Leïla Sebbar n’est pas née dans la Sarthe… mais pas loin. Écrivaine française de père algérien et de mère périgourdine, elle est une revenante obstinée, une sorte de monomaniaque. De sa famille, de son enfance, elle ne sort pas. Livre après livre, depuis plus de trente ans, elle revient dans la « maison d’école » d’Eugène-Etienne Hennaya, près de Tlemcen, où elle a grandi.
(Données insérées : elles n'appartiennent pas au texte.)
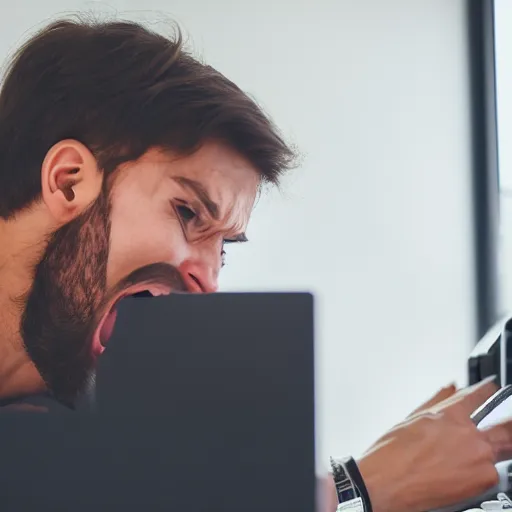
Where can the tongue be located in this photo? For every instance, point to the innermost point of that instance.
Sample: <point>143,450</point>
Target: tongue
<point>108,327</point>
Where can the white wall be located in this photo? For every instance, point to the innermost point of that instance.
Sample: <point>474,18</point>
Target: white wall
<point>377,221</point>
<point>503,16</point>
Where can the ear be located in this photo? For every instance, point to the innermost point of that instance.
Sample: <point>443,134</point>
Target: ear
<point>70,180</point>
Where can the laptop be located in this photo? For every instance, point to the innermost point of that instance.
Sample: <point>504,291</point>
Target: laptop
<point>202,403</point>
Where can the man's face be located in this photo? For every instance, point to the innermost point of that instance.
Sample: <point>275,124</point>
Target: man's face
<point>160,225</point>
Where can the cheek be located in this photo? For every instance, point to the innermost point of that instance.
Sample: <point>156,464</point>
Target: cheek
<point>141,237</point>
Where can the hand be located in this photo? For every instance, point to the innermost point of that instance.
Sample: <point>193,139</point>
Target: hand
<point>437,457</point>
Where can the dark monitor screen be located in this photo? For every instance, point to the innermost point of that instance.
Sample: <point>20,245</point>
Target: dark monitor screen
<point>202,403</point>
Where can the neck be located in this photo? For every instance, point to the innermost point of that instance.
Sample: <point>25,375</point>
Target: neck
<point>20,249</point>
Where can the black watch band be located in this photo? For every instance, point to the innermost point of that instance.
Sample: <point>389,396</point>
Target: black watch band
<point>349,483</point>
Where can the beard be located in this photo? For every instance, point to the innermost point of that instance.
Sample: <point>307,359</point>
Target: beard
<point>60,312</point>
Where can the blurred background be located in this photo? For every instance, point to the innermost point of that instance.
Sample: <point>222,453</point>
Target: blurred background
<point>379,219</point>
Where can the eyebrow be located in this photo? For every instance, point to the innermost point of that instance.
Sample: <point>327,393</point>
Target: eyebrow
<point>202,194</point>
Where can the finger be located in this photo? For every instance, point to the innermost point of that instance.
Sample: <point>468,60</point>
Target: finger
<point>442,395</point>
<point>466,401</point>
<point>500,438</point>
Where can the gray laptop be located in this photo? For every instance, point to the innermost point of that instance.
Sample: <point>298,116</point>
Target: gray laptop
<point>202,403</point>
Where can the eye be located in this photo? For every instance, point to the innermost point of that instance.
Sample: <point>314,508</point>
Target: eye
<point>186,213</point>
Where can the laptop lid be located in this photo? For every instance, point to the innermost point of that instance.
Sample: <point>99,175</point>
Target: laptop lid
<point>204,402</point>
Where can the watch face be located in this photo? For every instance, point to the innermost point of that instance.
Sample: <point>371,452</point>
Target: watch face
<point>344,486</point>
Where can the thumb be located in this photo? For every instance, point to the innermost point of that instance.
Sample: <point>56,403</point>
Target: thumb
<point>442,395</point>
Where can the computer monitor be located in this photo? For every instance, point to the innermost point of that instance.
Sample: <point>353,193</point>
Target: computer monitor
<point>202,403</point>
<point>492,354</point>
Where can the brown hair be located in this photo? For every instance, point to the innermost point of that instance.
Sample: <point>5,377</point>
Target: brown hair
<point>120,89</point>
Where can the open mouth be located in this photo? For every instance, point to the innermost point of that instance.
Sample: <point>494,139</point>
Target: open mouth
<point>106,326</point>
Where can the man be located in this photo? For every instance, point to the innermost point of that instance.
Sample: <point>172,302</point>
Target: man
<point>127,166</point>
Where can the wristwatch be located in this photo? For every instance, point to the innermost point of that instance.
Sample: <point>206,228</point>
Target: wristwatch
<point>350,488</point>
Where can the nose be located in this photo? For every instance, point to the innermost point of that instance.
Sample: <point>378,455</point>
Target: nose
<point>199,277</point>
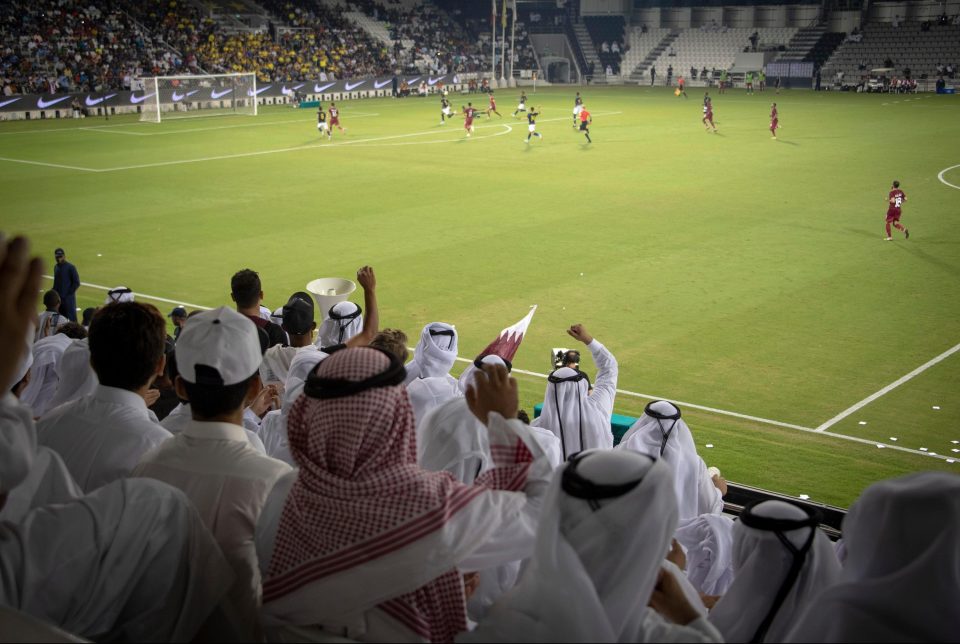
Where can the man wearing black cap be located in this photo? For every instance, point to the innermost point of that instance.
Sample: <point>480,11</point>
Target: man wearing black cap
<point>179,317</point>
<point>66,281</point>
Elle s’y enferme, regarde, écoute, collecte ce que les autres disent, fait des suppositions, ressasse, invente parfois – et c’est un long voyage : une œuvre. C’est une histoire de France en Algérie, une histoire d’Algérie en France. Bancale de naissance, toujours présente ici et là, des deux côtés de la mer.

Kateb Yacine
Kateb Yacine

« Pour écrire Nedjma, il m’a fallu sept ans. C’est que l’art, comme le bon vin, exige beaucoup de temps. » (1988)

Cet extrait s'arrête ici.